A mensagem foi clara: a aquisição era desejável, mas não indispensável.

A Netflix destacou ainda que seus negócios seguem saudáveis, impulsionados por crescimento orgânico e por um investimento estimado em US$ 20 bilhões em filmes e séries em 2025, além da retomada do programa de recompra de ações.

A decisão chama atenção porque Sarandos esteve em Washington na manhã da própria quinta-feira em que o acordo foi abandonado, buscando interlocução política para fortalecer a viabilidade da fusão. Ainda assim, a companhia optou por não entrar em um leilão que elevaria excessivamente o valor final da operação.

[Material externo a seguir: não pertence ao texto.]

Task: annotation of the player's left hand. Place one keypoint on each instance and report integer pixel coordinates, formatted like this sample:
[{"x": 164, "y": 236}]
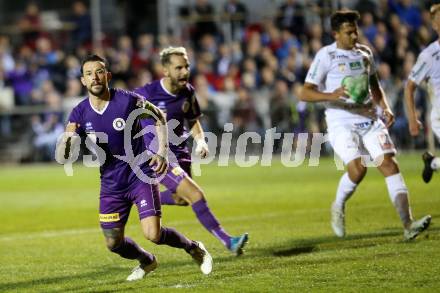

Na minha avaliação, trata-se de um movimento coerente com o histórico da empresa: a Netflix raramente age por impulso. Mesmo em um cenário de consolidação acelerada, a gigante do streaming prefere fortalecer seu catálogo e sua base global a assumir riscos financeiros de proporções colossais.

O discurso da Warner Bros. Discovery

O CEO da WBD, David Zaslav, tratou de adotar um tom diplomático, elogiando a Netflix e seus executivos pela condução do processo. Ao mesmo tempo, destacou o “valor imenso” que a combinação com a Paramount Skydance poderá gerar aos acionistas.

Já Samuel A. Di Piazza Jr., presidente do conselho da companhia, enfatizou o rigor do processo conduzido nos últimos cinco meses, classificando a iminente fusão como histórica.

Impactos para Hollywood e o mercado de streaming

A possível incorporação da Warner Bros. Discovery pela Paramount Skydance representa um novo capítulo na consolidação da indústria audiovisual. Depois da aquisição da 20th Century Fox pela Disney e da fusão entre WarnerMedia e Discovery, o setor parece caminhar para um cenário com menos players, porém mais robustos financeiramente.

No entanto, há um lado preocupante: a significativa sobreposição de operações — especialmente nas áreas de produção e programação — pode resultar em uma nova onda de demissões. A indústria já enfrentou cortes expressivos nos últimos anos, e outra reestruturação pode impactar profundamente profissionais criativos e técnicos.

Do ponto de vista estratégico, a decisão da Netflix também revela algo maior: o streaming já não depende exclusivamente da aquisição de estúdios tradicionais para garantir relevância. A empresa construiu um modelo de produção própria globalizada que se sustenta sem precisar absorver um conglomerado histórico.

Por outro lado, a Paramount aposta na consolidação como caminho para competir em escala global. A fusão pode fortalecer o portfólio, ampliar o poder de negociação com exibidores e reforçar o catálogo em um mercado cada vez mais fragmentado.

Uma nova configuração do poder em Hollywood

Se confirmada, a fusão sinaliza que Hollywood está entrando em uma fase de reorganização estrutural profunda. A absorção de um dos estúdios mais emblemáticos do cinema por outro conglomerado tradicional marca o fim de uma era e o início de outra.